CHOCs (‘Customer Handles Own Collections’)

Quick facts

CHOCs (‘Customer Handles Own Collections’) is a hybrid of invoice factoring and invoice discounting. It’s a disclosed (non-confidential) facility, like factoring, but with a CHOCs facility you continue to handle your own credit control, like invoice discounting.

With a CHOCs facility, you chase your customers for payment and use your own credit control processes, which is why also known as ‘Customer Handles Own Credit Control’ or CHOCC. In this way it’s similar to invoice discounting.

The key difference is that your customers pay the invoice finance provider rather than you. So it’s usually disclosed. (There is however a variant known as confidential CHOCS.)

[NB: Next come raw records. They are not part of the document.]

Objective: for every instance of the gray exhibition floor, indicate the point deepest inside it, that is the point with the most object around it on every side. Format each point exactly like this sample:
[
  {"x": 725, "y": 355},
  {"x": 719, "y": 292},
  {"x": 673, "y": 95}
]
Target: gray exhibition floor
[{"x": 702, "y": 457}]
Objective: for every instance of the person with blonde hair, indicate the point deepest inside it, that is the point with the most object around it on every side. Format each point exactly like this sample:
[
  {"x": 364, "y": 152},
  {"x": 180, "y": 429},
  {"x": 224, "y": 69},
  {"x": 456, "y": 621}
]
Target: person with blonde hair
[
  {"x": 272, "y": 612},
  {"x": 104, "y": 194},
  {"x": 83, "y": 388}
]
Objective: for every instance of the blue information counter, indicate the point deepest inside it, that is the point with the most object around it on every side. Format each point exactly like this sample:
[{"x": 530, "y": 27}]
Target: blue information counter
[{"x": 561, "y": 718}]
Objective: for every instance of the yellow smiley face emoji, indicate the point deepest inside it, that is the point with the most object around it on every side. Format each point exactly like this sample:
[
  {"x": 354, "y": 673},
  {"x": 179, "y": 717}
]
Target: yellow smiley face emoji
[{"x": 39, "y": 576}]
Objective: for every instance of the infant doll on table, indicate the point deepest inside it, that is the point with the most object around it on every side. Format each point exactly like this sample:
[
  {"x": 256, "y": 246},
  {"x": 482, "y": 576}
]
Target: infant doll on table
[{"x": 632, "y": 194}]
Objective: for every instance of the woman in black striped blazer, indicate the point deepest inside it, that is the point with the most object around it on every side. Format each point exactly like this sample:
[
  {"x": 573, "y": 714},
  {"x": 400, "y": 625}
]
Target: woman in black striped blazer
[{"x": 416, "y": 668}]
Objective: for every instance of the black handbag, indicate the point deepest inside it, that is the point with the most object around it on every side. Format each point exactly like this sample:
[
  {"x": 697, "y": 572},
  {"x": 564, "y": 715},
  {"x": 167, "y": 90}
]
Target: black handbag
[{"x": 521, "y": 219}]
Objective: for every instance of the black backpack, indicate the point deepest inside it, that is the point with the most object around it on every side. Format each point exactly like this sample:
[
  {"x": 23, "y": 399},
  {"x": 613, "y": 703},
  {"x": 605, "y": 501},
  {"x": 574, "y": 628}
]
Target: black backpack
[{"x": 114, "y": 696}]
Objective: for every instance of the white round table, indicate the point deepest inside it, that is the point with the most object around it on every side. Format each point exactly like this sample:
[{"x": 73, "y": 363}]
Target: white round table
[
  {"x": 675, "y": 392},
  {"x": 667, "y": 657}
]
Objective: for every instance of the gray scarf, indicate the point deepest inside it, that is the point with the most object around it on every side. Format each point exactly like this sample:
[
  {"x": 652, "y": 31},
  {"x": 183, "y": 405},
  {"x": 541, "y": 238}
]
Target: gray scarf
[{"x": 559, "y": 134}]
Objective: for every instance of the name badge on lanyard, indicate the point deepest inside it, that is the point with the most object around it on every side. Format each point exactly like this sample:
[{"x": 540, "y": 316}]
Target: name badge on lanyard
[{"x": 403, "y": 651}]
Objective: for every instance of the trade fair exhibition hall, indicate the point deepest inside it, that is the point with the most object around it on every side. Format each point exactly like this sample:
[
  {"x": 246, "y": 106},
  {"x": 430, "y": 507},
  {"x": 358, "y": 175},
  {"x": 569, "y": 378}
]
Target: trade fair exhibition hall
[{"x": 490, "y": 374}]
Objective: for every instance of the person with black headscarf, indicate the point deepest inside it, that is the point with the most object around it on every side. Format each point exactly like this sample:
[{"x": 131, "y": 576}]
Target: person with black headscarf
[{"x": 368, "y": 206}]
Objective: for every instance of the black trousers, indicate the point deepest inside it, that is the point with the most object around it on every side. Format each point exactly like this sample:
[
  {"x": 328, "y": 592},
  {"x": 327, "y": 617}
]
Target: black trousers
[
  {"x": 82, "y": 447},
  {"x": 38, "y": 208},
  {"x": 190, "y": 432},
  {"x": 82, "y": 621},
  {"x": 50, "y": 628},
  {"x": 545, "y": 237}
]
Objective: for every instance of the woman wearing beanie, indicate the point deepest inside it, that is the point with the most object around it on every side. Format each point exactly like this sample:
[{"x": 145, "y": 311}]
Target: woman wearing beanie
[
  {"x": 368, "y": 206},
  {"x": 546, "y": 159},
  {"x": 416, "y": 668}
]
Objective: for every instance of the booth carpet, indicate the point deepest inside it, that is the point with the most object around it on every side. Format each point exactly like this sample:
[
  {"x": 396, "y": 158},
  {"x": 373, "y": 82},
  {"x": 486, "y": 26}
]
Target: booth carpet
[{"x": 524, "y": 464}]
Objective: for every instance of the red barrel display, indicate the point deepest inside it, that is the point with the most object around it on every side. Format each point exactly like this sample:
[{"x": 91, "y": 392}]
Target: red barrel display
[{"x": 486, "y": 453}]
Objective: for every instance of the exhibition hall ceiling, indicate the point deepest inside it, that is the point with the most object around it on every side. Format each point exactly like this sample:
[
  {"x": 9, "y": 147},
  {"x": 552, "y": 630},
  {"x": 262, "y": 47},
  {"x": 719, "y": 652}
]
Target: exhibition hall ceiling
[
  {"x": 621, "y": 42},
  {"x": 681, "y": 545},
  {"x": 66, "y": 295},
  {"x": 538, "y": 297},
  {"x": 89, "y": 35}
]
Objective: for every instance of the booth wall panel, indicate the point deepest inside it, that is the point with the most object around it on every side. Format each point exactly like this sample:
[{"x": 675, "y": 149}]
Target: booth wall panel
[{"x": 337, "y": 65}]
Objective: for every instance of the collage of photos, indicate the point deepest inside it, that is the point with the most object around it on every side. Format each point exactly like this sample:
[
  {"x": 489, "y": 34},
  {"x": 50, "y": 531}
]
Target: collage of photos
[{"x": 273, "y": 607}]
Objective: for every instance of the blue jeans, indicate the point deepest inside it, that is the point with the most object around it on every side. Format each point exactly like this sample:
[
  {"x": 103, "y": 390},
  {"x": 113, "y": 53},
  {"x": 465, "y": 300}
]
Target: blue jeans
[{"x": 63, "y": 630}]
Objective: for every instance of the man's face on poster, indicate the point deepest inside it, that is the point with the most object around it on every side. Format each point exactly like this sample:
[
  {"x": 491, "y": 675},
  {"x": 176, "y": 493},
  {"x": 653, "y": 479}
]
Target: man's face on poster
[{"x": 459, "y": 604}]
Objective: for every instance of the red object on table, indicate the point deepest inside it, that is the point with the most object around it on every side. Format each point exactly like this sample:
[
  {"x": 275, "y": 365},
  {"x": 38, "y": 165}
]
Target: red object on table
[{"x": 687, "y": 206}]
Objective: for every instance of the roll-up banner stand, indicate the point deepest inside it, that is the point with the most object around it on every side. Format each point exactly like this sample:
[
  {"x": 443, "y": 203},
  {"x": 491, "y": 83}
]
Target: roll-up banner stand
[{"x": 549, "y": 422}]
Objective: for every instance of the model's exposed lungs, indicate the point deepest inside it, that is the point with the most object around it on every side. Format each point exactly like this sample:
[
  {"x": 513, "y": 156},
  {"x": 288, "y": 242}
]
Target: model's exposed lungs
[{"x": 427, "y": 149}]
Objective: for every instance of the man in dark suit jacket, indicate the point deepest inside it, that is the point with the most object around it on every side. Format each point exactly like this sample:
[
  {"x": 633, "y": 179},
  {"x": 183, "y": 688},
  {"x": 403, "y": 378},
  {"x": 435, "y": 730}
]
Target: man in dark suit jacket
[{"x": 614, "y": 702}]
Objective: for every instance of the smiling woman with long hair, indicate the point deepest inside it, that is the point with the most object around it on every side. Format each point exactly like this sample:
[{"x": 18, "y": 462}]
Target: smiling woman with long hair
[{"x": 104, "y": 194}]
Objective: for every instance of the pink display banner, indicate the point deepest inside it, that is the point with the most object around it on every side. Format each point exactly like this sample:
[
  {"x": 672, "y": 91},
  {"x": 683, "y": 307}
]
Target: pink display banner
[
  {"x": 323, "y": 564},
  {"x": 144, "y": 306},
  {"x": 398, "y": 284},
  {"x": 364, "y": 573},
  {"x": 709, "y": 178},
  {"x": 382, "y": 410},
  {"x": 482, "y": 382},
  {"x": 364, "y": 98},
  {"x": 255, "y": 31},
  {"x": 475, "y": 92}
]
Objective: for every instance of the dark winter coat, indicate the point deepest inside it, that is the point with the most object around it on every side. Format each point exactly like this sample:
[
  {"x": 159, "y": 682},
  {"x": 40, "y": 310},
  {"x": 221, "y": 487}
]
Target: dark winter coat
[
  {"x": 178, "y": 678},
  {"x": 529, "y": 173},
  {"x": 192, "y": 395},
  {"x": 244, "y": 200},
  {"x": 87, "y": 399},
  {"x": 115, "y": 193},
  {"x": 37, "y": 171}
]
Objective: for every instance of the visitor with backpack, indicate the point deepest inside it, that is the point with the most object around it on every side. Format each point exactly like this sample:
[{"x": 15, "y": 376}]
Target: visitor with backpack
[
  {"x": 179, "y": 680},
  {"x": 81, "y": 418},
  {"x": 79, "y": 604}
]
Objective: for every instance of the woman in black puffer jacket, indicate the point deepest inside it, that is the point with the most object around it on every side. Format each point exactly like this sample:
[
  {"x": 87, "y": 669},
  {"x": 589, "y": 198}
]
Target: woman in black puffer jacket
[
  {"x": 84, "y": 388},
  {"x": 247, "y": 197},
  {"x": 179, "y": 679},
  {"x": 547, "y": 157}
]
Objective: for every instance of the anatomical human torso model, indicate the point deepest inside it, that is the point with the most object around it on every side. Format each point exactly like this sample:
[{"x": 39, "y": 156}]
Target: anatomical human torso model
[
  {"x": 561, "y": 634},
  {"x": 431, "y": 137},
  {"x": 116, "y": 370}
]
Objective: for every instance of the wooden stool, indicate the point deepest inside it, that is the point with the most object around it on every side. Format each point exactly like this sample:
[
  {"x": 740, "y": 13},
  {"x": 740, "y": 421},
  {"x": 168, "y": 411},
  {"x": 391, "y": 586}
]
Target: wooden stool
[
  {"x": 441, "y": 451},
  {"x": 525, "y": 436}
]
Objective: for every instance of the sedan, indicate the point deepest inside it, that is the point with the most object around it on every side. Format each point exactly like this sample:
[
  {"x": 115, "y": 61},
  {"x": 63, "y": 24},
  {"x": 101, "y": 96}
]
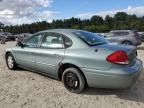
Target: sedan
[{"x": 78, "y": 58}]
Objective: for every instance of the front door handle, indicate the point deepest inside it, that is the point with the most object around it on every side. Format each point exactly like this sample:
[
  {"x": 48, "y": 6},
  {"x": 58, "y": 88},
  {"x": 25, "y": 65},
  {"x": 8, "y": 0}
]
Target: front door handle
[{"x": 56, "y": 54}]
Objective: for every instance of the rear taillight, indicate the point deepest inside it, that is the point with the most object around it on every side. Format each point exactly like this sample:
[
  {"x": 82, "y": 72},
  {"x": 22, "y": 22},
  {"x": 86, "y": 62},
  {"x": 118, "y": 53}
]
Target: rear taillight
[
  {"x": 136, "y": 35},
  {"x": 118, "y": 57}
]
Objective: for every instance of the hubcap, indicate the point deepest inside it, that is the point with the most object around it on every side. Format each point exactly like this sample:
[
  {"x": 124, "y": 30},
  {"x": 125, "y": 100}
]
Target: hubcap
[
  {"x": 71, "y": 80},
  {"x": 126, "y": 43},
  {"x": 10, "y": 62}
]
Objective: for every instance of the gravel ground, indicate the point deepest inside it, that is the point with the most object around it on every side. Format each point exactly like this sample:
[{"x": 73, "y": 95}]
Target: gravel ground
[{"x": 24, "y": 89}]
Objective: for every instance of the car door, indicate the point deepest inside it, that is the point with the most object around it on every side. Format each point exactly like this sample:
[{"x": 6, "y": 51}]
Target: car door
[
  {"x": 50, "y": 54},
  {"x": 25, "y": 56}
]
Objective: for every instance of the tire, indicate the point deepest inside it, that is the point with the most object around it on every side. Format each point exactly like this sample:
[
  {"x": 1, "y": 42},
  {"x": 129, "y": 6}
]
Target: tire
[
  {"x": 73, "y": 80},
  {"x": 11, "y": 64},
  {"x": 126, "y": 43}
]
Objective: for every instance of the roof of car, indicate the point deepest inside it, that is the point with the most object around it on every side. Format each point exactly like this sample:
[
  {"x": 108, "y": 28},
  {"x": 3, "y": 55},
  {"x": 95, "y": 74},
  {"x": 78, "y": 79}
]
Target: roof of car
[
  {"x": 121, "y": 30},
  {"x": 62, "y": 30}
]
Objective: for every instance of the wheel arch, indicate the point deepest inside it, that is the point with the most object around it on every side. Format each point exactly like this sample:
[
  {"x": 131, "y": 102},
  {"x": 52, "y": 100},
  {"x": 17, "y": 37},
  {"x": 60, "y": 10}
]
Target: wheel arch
[{"x": 64, "y": 66}]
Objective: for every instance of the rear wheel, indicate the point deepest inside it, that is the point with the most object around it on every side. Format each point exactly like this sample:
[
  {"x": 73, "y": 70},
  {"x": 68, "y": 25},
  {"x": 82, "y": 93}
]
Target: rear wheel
[
  {"x": 126, "y": 43},
  {"x": 73, "y": 80},
  {"x": 11, "y": 64}
]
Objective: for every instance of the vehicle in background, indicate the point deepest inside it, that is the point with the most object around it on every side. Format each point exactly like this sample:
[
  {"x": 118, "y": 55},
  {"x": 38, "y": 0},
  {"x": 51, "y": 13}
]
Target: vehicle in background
[
  {"x": 21, "y": 37},
  {"x": 127, "y": 37},
  {"x": 9, "y": 36},
  {"x": 2, "y": 38},
  {"x": 78, "y": 58},
  {"x": 141, "y": 36}
]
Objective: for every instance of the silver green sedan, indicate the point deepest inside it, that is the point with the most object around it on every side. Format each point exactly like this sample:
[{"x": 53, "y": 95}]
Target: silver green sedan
[{"x": 78, "y": 58}]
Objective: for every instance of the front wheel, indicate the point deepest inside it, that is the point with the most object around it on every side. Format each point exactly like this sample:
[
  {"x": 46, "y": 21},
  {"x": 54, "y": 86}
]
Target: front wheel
[
  {"x": 73, "y": 80},
  {"x": 11, "y": 64}
]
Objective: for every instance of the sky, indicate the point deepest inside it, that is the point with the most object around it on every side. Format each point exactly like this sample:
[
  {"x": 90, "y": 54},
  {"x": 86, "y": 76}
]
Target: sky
[{"x": 15, "y": 12}]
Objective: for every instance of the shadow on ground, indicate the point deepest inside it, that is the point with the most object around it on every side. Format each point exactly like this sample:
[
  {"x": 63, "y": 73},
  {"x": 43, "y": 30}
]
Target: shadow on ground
[{"x": 136, "y": 93}]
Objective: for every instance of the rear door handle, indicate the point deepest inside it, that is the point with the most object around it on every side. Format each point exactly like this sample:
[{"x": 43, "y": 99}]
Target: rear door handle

CHOCs might be a good option if:

  • your business doesn’t qualify for invoice discounting by being too early-stage – you still have to show you have the capability to chase invoices
  • you prefer to avoid the extra admin costs involved with outsourcing credit control to a finance provider (as you would with factoring). This is especially relevant if you typically raise multiple low-value invoices – making for lots of customers who need chasing
  • you prefer to maintain relationships with customers – bear in mind that your clients will know you’re using the facility because they’re paying the finance provider, not you.

Like all invoice finance, a lender will release up to 95% of the value of your invoices. The remaining 5% will also be made available when your customers pay.